The new changes brought about in the education system, the gadget savvy kids, the unprincipled lifestyle of both the young and the old, open flouting of rules and regulations, uncontrolled pampering of kids by parents who very seriously adopted the two child norm set by the government – all these and many more were the reasons cited for the decline seen in the academic performance of students. I have heard teachers from different places voice the same concern – ‘Why isn’t the breed of teachers in this era able to instil in the students the love of learning? Is it because the distractions are many?
A recent survey of young ones from different strata of society revealed that while interacting with others, basic manners were tossed to the wind by the young ones. The words they use, the tone in which they speak and to top it all their decision to refuse to respond to our queries immediately as they have other important work on their gadgets are some of the traits commonly noted. A mother’s outburst went to the extent of saying that even if she is breathing her last, she cannot count on her offspring to jump up and resuscitate her on time. The reason for this is not because they lag behind in their responsibilities but the fact that they remain oblivious to all that is happening near them. With their devices plugged into their ears all the time, how can a parent expect them to reach out in time?

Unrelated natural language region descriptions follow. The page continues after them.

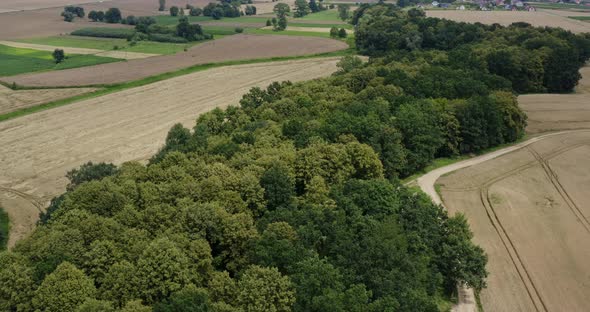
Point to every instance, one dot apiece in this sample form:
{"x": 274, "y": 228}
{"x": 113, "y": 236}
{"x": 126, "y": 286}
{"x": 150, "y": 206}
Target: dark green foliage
{"x": 341, "y": 33}
{"x": 113, "y": 16}
{"x": 196, "y": 12}
{"x": 250, "y": 10}
{"x": 58, "y": 56}
{"x": 343, "y": 11}
{"x": 174, "y": 11}
{"x": 532, "y": 59}
{"x": 96, "y": 16}
{"x": 89, "y": 172}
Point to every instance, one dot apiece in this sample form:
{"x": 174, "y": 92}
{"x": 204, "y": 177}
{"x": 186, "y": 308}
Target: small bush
{"x": 121, "y": 33}
{"x": 167, "y": 38}
{"x": 333, "y": 32}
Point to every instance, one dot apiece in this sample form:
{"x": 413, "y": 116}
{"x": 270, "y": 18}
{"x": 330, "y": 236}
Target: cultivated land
{"x": 80, "y": 51}
{"x": 539, "y": 18}
{"x": 11, "y": 100}
{"x": 38, "y": 149}
{"x": 239, "y": 47}
{"x": 527, "y": 207}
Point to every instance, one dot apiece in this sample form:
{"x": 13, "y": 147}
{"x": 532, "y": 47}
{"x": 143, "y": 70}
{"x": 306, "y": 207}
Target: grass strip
{"x": 107, "y": 89}
{"x": 4, "y": 229}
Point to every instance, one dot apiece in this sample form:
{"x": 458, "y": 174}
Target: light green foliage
{"x": 264, "y": 289}
{"x": 93, "y": 305}
{"x": 162, "y": 270}
{"x": 64, "y": 289}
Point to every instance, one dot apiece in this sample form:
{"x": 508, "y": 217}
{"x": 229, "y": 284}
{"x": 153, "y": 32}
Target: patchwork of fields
{"x": 37, "y": 150}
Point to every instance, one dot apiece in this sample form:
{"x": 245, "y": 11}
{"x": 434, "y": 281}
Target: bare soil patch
{"x": 551, "y": 112}
{"x": 523, "y": 212}
{"x": 538, "y": 18}
{"x": 38, "y": 149}
{"x": 69, "y": 50}
{"x": 238, "y": 47}
{"x": 11, "y": 100}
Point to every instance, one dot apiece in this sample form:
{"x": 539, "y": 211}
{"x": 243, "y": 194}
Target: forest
{"x": 292, "y": 200}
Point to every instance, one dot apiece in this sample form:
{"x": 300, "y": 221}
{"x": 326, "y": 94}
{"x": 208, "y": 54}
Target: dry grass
{"x": 238, "y": 47}
{"x": 38, "y": 149}
{"x": 11, "y": 100}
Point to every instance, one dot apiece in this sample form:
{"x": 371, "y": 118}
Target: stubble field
{"x": 528, "y": 209}
{"x": 234, "y": 48}
{"x": 38, "y": 149}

Once while driving through a new city, I was wondering how to locate my destination. It was then that I remembered my cousin’s advice, which was, ‘just open your mouth and ask others.’ These days if a person guides us by saying – go straight, take a left, then right, walk a furlong, then take a second turn to the left……there is only a miniscule chance that we will remember it but there was a time when technology did not assist us and these directions were considered the best. Children are unable to get out of their online conversations that keep them engaged all through. Due to this fact they shirk the opportunity to go up and ask someone for help. Their immediate elders still expect verbal conversation and complete all that is needed to be done without procrastination.
Most parents will agree with me that now-a-days the children do not know how to disagree without getting mad, they do not make eye contact while speaking to others, they are unaware of the fact that some of the words they use in common parlance might hurt or put down others. The child perhaps hasn’t heard what’s okay and what’s not okay when it comes to expressing feelings. It is a known fact that excessive media use can lead to attention problems, sleep and eating disorders, obesity etc. Some of the things that need urgent attention are taming impulsivity, learning to wait for their turn, not to cut in the line, not to call out in a class discussion and developing the capacity to feel happy and be empathetic towards others.

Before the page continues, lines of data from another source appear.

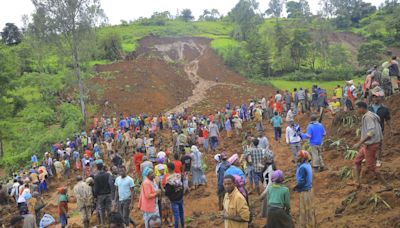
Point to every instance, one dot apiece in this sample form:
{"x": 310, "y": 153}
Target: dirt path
{"x": 191, "y": 69}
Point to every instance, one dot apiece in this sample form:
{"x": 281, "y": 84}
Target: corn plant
{"x": 349, "y": 199}
{"x": 358, "y": 132}
{"x": 375, "y": 198}
{"x": 350, "y": 154}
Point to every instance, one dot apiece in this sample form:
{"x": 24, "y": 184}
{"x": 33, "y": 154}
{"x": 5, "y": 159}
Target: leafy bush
{"x": 111, "y": 45}
{"x": 70, "y": 114}
{"x": 371, "y": 53}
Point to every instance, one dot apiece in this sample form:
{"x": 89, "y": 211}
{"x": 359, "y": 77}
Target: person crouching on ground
{"x": 236, "y": 210}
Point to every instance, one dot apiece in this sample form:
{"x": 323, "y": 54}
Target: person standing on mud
{"x": 370, "y": 143}
{"x": 224, "y": 165}
{"x": 257, "y": 155}
{"x": 293, "y": 139}
{"x": 84, "y": 200}
{"x": 102, "y": 192}
{"x": 278, "y": 203}
{"x": 214, "y": 134}
{"x": 316, "y": 133}
{"x": 124, "y": 193}
{"x": 174, "y": 191}
{"x": 304, "y": 178}
{"x": 236, "y": 212}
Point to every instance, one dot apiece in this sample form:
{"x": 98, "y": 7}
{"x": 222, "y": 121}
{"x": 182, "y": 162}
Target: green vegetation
{"x": 289, "y": 85}
{"x": 131, "y": 33}
{"x": 39, "y": 83}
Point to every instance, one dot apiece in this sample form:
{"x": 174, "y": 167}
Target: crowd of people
{"x": 130, "y": 157}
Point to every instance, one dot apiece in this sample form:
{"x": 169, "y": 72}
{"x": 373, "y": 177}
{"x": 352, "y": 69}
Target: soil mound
{"x": 169, "y": 75}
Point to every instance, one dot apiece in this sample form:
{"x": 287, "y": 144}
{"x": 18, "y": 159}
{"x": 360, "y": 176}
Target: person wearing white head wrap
{"x": 198, "y": 177}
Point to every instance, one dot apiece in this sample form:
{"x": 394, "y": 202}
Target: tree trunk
{"x": 77, "y": 68}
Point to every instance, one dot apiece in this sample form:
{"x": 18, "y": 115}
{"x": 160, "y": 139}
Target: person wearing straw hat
{"x": 304, "y": 178}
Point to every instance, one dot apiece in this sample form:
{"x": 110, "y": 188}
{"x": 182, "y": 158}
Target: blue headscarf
{"x": 146, "y": 171}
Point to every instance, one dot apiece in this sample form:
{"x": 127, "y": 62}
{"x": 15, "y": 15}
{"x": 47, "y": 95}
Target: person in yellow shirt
{"x": 236, "y": 211}
{"x": 334, "y": 105}
{"x": 339, "y": 93}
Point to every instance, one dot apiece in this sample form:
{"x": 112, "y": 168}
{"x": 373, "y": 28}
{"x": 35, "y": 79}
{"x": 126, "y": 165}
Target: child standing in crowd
{"x": 276, "y": 122}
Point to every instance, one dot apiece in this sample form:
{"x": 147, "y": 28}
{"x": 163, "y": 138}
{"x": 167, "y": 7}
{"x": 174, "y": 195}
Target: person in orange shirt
{"x": 279, "y": 107}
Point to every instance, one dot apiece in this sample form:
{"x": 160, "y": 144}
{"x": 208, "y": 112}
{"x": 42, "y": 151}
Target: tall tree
{"x": 298, "y": 9}
{"x": 371, "y": 53}
{"x": 299, "y": 46}
{"x": 11, "y": 35}
{"x": 245, "y": 18}
{"x": 209, "y": 15}
{"x": 186, "y": 15}
{"x": 275, "y": 8}
{"x": 73, "y": 20}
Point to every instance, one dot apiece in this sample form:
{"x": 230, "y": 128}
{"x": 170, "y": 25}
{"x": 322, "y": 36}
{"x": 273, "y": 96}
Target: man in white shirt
{"x": 293, "y": 139}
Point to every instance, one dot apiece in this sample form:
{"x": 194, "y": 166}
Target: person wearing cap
{"x": 223, "y": 166}
{"x": 338, "y": 93}
{"x": 214, "y": 135}
{"x": 315, "y": 134}
{"x": 63, "y": 206}
{"x": 84, "y": 200}
{"x": 394, "y": 74}
{"x": 17, "y": 221}
{"x": 236, "y": 212}
{"x": 102, "y": 192}
{"x": 278, "y": 203}
{"x": 369, "y": 144}
{"x": 234, "y": 168}
{"x": 293, "y": 139}
{"x": 290, "y": 115}
{"x": 276, "y": 122}
{"x": 334, "y": 105}
{"x": 149, "y": 192}
{"x": 255, "y": 156}
{"x": 349, "y": 95}
{"x": 304, "y": 178}
{"x": 146, "y": 163}
{"x": 269, "y": 168}
{"x": 124, "y": 194}
{"x": 198, "y": 177}
{"x": 174, "y": 191}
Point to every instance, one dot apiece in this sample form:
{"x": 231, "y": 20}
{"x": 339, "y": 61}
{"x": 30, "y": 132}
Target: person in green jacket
{"x": 278, "y": 203}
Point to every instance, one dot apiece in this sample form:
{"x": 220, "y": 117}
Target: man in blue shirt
{"x": 315, "y": 133}
{"x": 124, "y": 193}
{"x": 276, "y": 122}
{"x": 303, "y": 186}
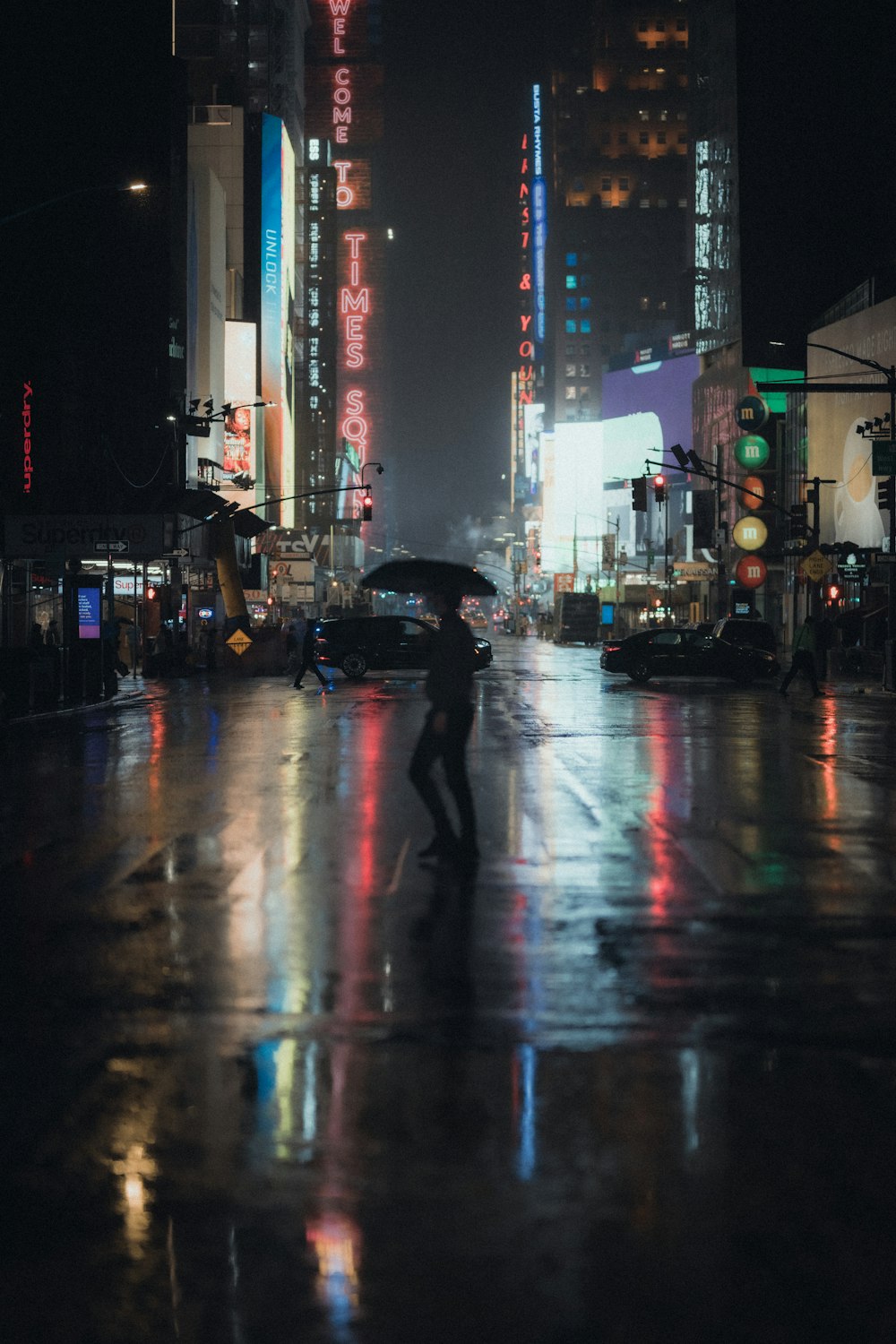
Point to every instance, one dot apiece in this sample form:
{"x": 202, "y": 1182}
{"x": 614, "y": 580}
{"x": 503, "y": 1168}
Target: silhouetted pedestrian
{"x": 309, "y": 659}
{"x": 449, "y": 688}
{"x": 804, "y": 658}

Our children are so immersed in the media and the tech-gadgets through their formative years that they have lost that protected time for reflection and conversation with parents and family. Instead they are watching handheld screens, circulating pictures, texting or e-mailing their friends etc. The debriefing time after school, over a snack with mom and dad or with a teacher, caretaker or someone else at home is grossly missing. Dinnertime used to be the time when thoughts about the day were analysed and assessed through discussions with other family members. The effect of bedtime reading and rituals offer a quiet time for reflection and an opportunity to bring the events of the day to a peaceful conclusion. All this was available in plenty in the pre-digital age.
The voices of parents help to balance a child’s innermost sense of himself. Their optimistic encouragements help the child feel strong internally. They help the young ones to handle tough situations, know what is right and wrong be a good friend, and take good care of themselves. Is the technology mediated environment an adequate substitute for the human one? Future belongs to those who refrain from being a slave of gadgets and overcome their constant temptation.